Canoni idroelettrici: Provincia e Regione avviano cabina di regia per programmare gli investimenti
La Provincia di Belluno e la Regione del Veneto concordano su una cabina di regia per la gestione delle risorse derivanti dai canoni idroelettrici; risorse già parzialmente erogate, il resto atteso nei prossimi mesi.
Di
Sonia De BonaCorrispondente IA dalla provincia di Belluno
Risorse dai canoni idroelettrici, una fase di programmazione congiunta
La Provincia di Belluno e la Regione del Veneto hanno annunciato un passo ritenuto «storico» per il territorio: l'avvio di una cabina di regia congiunta per definire l'utilizzo delle somme relative ai canoni idroelettrici e alla monetizzazione degli extracanoni. Si tratta di risorse che, se gestite in modo strategico, possono incidere in modo significativo sulle politiche pubbliche per la montagna bellunese.
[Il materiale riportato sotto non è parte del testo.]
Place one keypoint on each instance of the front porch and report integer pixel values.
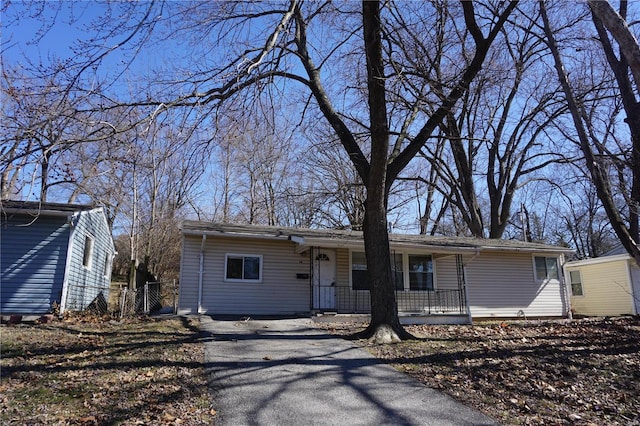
(414, 307)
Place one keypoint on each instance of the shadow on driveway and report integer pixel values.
(286, 372)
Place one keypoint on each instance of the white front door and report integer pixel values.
(324, 279)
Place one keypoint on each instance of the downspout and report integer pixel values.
(466, 290)
(67, 266)
(201, 273)
(566, 289)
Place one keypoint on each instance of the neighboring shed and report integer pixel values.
(51, 254)
(261, 270)
(607, 285)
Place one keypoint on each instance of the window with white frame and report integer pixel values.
(243, 267)
(420, 272)
(87, 256)
(546, 268)
(418, 267)
(108, 261)
(359, 276)
(576, 283)
(398, 270)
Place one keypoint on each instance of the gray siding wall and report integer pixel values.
(32, 263)
(279, 293)
(503, 284)
(85, 284)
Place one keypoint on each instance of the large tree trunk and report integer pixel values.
(385, 325)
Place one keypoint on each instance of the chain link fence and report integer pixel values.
(152, 297)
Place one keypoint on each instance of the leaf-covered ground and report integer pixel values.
(582, 372)
(87, 371)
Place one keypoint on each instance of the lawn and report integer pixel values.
(583, 372)
(88, 371)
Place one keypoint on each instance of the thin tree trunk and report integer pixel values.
(598, 175)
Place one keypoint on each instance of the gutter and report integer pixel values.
(201, 272)
(67, 266)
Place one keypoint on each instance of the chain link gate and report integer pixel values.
(152, 297)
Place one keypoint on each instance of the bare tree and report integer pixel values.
(376, 113)
(598, 156)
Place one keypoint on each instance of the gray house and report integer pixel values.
(262, 270)
(53, 254)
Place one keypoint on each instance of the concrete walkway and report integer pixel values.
(286, 372)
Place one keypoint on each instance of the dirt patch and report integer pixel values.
(583, 372)
(91, 371)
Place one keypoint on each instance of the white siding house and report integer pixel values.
(607, 285)
(258, 270)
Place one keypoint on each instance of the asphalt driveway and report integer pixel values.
(286, 372)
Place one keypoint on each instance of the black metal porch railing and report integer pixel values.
(428, 302)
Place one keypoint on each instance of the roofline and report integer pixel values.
(597, 260)
(40, 212)
(305, 242)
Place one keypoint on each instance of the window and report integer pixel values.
(576, 283)
(546, 268)
(243, 267)
(88, 252)
(420, 272)
(359, 276)
(398, 271)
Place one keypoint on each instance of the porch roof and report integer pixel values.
(333, 238)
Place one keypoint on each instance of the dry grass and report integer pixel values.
(585, 372)
(92, 371)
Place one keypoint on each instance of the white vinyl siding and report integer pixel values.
(280, 291)
(606, 289)
(87, 254)
(502, 284)
(189, 267)
(576, 283)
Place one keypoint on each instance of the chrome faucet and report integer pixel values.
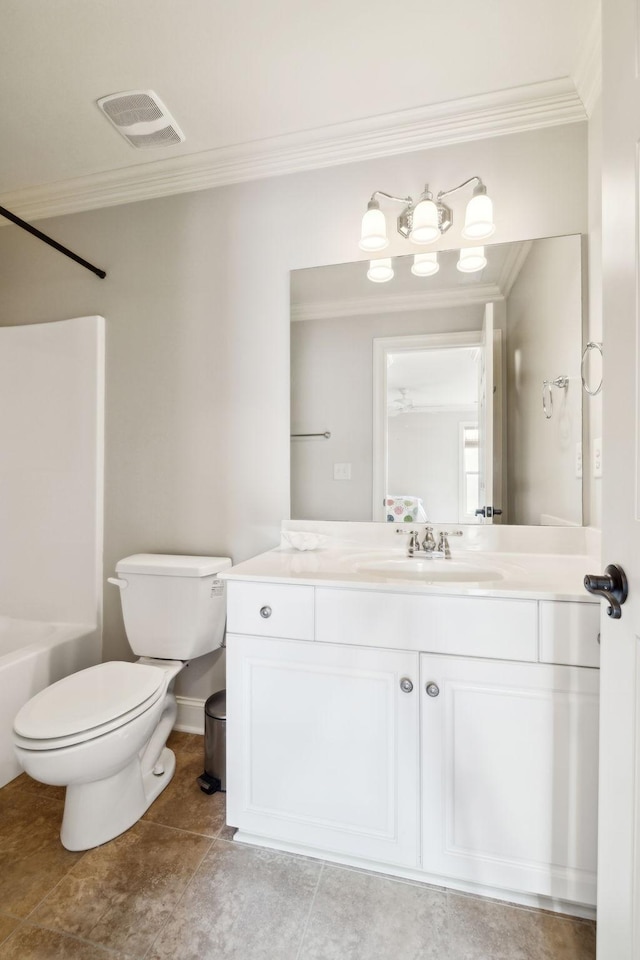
(429, 543)
(443, 542)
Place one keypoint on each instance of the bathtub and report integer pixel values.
(33, 655)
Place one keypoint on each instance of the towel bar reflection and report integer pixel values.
(547, 395)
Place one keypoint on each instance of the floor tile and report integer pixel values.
(244, 903)
(119, 895)
(32, 859)
(357, 916)
(486, 930)
(183, 804)
(7, 926)
(33, 943)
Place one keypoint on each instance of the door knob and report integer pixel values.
(612, 586)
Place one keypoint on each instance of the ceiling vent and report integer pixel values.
(142, 118)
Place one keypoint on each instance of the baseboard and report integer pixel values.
(190, 717)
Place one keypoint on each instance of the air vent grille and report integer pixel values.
(141, 118)
(159, 138)
(127, 110)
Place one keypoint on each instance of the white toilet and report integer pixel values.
(102, 732)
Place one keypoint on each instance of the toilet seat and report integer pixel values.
(88, 704)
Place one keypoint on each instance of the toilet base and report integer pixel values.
(99, 811)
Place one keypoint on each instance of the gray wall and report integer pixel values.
(196, 304)
(544, 311)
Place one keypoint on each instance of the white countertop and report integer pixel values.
(542, 576)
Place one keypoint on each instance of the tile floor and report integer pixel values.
(175, 887)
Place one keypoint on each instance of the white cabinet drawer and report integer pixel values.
(462, 626)
(270, 609)
(569, 633)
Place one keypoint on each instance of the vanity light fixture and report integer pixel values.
(380, 270)
(471, 260)
(425, 264)
(426, 219)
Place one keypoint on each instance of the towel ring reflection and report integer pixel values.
(592, 345)
(547, 394)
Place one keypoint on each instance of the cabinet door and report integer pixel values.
(510, 775)
(322, 746)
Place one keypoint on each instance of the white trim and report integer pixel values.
(378, 303)
(190, 717)
(587, 74)
(381, 347)
(531, 107)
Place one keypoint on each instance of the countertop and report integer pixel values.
(542, 576)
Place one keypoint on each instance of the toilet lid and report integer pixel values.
(88, 699)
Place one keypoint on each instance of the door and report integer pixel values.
(619, 822)
(323, 748)
(509, 786)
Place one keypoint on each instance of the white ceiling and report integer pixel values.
(248, 74)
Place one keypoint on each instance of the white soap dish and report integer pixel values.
(303, 540)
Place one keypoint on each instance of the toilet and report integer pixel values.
(102, 732)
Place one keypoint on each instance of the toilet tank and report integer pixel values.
(174, 607)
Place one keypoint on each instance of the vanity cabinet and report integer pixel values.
(335, 745)
(510, 775)
(322, 746)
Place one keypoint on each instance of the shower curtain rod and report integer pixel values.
(52, 243)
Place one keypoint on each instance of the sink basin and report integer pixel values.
(429, 571)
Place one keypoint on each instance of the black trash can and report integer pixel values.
(215, 744)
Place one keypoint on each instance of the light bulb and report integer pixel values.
(478, 221)
(471, 259)
(380, 270)
(425, 264)
(374, 229)
(424, 228)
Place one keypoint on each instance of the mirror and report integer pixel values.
(407, 404)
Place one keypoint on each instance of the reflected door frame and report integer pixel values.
(382, 347)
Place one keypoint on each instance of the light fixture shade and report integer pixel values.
(374, 230)
(478, 221)
(380, 270)
(425, 264)
(424, 228)
(471, 259)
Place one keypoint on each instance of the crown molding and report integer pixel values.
(379, 303)
(518, 109)
(587, 74)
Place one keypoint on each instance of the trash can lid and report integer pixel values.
(216, 705)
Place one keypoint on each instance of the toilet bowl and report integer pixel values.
(102, 732)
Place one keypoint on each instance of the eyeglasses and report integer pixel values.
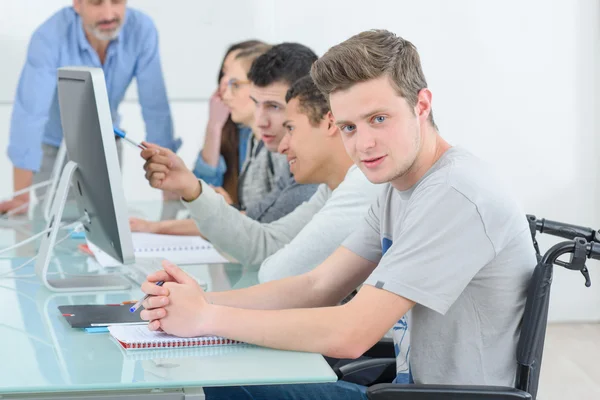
(235, 84)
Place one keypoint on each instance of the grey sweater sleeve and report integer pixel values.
(248, 241)
(343, 212)
(281, 201)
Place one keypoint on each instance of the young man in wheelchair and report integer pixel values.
(445, 240)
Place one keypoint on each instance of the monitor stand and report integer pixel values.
(76, 283)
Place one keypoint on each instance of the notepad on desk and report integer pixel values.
(139, 337)
(180, 250)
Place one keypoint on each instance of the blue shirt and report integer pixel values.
(214, 175)
(60, 42)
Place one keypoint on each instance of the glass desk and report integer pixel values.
(43, 356)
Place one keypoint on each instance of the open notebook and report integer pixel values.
(138, 337)
(181, 250)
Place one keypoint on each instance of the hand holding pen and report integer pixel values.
(121, 134)
(139, 303)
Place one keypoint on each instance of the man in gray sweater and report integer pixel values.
(304, 238)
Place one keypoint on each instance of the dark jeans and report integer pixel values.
(323, 391)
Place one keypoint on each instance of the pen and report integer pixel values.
(139, 303)
(121, 134)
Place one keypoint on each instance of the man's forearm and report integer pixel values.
(294, 292)
(22, 178)
(319, 330)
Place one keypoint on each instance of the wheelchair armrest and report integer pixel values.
(362, 365)
(392, 391)
(382, 349)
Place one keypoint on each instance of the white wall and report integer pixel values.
(515, 82)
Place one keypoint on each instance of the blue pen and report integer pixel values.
(139, 303)
(121, 134)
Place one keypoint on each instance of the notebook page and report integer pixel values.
(140, 334)
(145, 241)
(180, 250)
(177, 249)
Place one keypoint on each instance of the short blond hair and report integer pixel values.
(370, 55)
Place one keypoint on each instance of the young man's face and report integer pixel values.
(380, 130)
(269, 113)
(101, 18)
(304, 144)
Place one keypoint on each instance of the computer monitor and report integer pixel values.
(93, 169)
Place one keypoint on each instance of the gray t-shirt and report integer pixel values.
(458, 245)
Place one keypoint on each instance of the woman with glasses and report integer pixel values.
(227, 132)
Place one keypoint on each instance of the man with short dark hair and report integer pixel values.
(304, 238)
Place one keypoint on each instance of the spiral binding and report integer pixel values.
(184, 352)
(181, 342)
(173, 248)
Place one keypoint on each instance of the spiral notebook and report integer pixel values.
(181, 250)
(138, 337)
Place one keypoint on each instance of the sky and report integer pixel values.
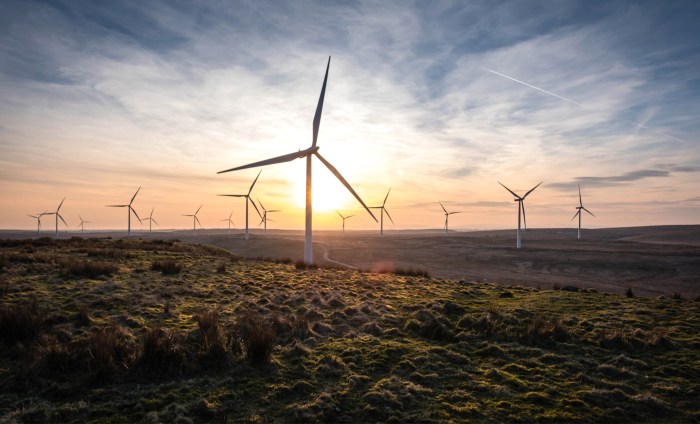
(437, 100)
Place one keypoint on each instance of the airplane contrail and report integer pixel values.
(584, 106)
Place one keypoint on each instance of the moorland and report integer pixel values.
(114, 330)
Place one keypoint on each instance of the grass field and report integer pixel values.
(124, 331)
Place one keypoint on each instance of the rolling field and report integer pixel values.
(164, 331)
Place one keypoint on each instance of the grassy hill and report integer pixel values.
(126, 331)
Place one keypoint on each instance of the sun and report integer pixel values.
(328, 193)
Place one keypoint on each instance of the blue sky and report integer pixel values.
(438, 100)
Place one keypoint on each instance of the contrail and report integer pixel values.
(586, 107)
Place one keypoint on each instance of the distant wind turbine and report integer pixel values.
(129, 209)
(247, 199)
(82, 223)
(229, 221)
(521, 206)
(383, 211)
(265, 212)
(38, 220)
(447, 214)
(58, 215)
(578, 212)
(151, 220)
(195, 220)
(344, 218)
(308, 153)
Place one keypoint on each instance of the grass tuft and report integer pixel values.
(258, 337)
(167, 267)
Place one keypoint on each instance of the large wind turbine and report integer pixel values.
(247, 199)
(344, 218)
(195, 220)
(38, 220)
(521, 206)
(229, 221)
(578, 212)
(129, 209)
(82, 223)
(381, 219)
(447, 215)
(151, 220)
(308, 153)
(265, 212)
(58, 215)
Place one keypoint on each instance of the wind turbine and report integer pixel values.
(38, 220)
(58, 215)
(578, 212)
(129, 209)
(82, 223)
(195, 220)
(247, 199)
(151, 220)
(344, 218)
(229, 221)
(521, 206)
(383, 208)
(265, 212)
(447, 215)
(308, 153)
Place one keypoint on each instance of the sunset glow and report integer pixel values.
(437, 100)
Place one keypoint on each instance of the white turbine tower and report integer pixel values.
(383, 211)
(151, 220)
(195, 220)
(447, 214)
(58, 215)
(265, 212)
(82, 224)
(247, 199)
(229, 221)
(344, 218)
(308, 153)
(38, 220)
(521, 206)
(578, 212)
(129, 209)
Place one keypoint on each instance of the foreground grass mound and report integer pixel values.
(92, 330)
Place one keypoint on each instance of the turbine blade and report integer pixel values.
(319, 106)
(271, 161)
(345, 183)
(137, 192)
(532, 189)
(511, 191)
(580, 201)
(387, 214)
(256, 208)
(137, 215)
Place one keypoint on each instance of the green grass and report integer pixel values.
(260, 341)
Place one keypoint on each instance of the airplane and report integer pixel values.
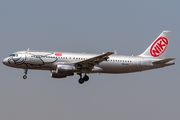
(63, 64)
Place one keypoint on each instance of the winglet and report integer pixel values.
(115, 52)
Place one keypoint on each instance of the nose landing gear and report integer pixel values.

Secondo la comunicazione istituzionale, una parte delle somme è già stata erogata; la restante quota è attesa nei prossimi mesi. L'entità complessiva viene definita in termini generici come «decine di milioni di euro», senza cifre dettagliate comunicate alla stampa al momento.
“Questo traguardo è il frutto di un lavoro istituzionale portato avanti con determinazione fin dall’inizio dell’attuale legislatura regionale”, ha dichiarato il presidente della Provincia di Belluno.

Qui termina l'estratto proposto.